Lecturing her loudly on the unacceptability of chewing the leather spine off a pair of 1885 Atlases of Australasia, was also – I am told – not the WTG – Way To Go.
It does very little, I am informed, to screech obscenities out the back door in the dead of night when (for the 10th time in three hours) she moves to Corgi Defcon 5 and starts barking maniacally at the moon.
The same reactions as those above are also not productive when (and I swear I’m not making this stuff up):
The crotch is chewed out of the fourth pair of jocks in a week.
Mrs Whack’s great-grandmother’s lovely old cedar chaise longue has all the braid ripped off it.
The same redecoration is performed on a 130-year-old upright armchair.
The same with the dining chairs.
One handle of the “good” wheelbarrow gets shorted by five centimetres.
The handsome patch of artificial turf mysteriously goes walkies all by itself.
About half of my prized volume of Escher drawings disappears, so suddenly the mystery ever upwards staircases don’t work.
The lace curtains down the corridor develop a sudden sagginess, followed by a sudden “holiness” with the holes oddly corgi-sized.
The old deaf dog finally refuses to come out of her kennel because she’s worn out by being chewed on the face by the bouncing corgi.
The “indestructible” dog chew toys last 37.6 seconds.
The two-leg residents have to take to wearing slippers to avoid that shocking sensation of dog poo squishing through your toes in the dead of night.
The corgi snoring keeps us awake when we get so tired of her nonsense we think it might just work if we let her sleep in the bedroom.
The corgi and the jelly-belly fat cat have a pact to play nuclear-powered chasey games around the house at 7pm every day.
No, getting loud and sweaty is not the correct response, I am told.

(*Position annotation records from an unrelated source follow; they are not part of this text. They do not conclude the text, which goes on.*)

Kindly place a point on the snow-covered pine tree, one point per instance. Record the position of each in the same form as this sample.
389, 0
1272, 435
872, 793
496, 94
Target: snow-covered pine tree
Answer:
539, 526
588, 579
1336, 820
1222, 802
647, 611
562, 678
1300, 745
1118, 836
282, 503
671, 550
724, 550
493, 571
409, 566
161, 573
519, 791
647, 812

It is better to be calm, just turn a cold shoulder and show disdain for such idiocy, while maintaining a firm and controlled dialogue.

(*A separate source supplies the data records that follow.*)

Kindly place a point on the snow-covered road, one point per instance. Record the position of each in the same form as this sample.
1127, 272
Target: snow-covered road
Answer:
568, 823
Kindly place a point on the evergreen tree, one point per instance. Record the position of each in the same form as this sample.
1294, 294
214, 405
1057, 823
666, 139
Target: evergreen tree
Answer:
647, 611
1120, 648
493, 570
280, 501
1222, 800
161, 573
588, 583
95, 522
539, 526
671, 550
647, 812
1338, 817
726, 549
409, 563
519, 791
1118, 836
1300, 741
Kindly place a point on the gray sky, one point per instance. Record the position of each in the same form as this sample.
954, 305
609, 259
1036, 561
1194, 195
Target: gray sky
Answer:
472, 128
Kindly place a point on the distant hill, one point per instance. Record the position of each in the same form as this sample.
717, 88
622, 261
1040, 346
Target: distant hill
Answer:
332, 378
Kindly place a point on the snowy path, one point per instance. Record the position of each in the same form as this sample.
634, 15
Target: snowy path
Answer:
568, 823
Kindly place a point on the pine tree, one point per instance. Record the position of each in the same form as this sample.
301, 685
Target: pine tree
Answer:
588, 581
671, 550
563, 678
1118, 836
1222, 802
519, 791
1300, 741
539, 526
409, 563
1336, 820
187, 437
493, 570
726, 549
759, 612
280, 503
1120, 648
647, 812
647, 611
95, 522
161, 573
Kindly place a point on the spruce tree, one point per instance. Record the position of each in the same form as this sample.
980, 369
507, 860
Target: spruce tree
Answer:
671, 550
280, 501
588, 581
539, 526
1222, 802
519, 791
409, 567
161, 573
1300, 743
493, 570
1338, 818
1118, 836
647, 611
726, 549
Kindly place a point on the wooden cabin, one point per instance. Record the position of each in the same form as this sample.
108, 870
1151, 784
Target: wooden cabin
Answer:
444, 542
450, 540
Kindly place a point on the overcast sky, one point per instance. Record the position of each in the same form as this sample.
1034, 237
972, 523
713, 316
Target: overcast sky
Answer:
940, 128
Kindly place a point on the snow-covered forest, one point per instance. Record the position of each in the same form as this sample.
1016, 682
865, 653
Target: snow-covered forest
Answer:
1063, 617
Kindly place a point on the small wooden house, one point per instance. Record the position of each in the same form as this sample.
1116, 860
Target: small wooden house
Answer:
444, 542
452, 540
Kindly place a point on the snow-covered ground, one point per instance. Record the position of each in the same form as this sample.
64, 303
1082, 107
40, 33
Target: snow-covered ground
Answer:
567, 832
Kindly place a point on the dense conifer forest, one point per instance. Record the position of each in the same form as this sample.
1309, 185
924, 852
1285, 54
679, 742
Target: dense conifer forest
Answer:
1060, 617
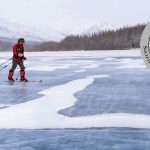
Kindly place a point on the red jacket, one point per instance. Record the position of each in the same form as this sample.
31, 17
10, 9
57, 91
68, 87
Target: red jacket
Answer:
18, 52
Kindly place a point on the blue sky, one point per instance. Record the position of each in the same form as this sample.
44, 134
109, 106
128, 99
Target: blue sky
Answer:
73, 14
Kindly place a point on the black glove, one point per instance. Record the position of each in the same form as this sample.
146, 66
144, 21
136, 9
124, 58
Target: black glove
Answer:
24, 58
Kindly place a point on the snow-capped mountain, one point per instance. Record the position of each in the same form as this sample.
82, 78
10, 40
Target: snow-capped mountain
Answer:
14, 30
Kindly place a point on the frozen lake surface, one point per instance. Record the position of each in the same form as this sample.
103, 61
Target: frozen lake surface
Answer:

I am told that when if hurl fury at Marley, she nearly always looks surprised and turns to look behind her, as if to say: “Well, that’s certainly no way to talk to the cat.”
And I am prepared to believe that’s correct.
And it’s for this reason, dear reader, that I have come to the point of this column.
We should let Vlad the Inhaler Putin come to Australia as part of the G20 conference of world leaders in Brisbane in November.
Clearly, he’ll keep crapping on the carpet and invading neighbouring countries if we keep yelling at him.
Marvellous what a corgi can teach you, isn’t it?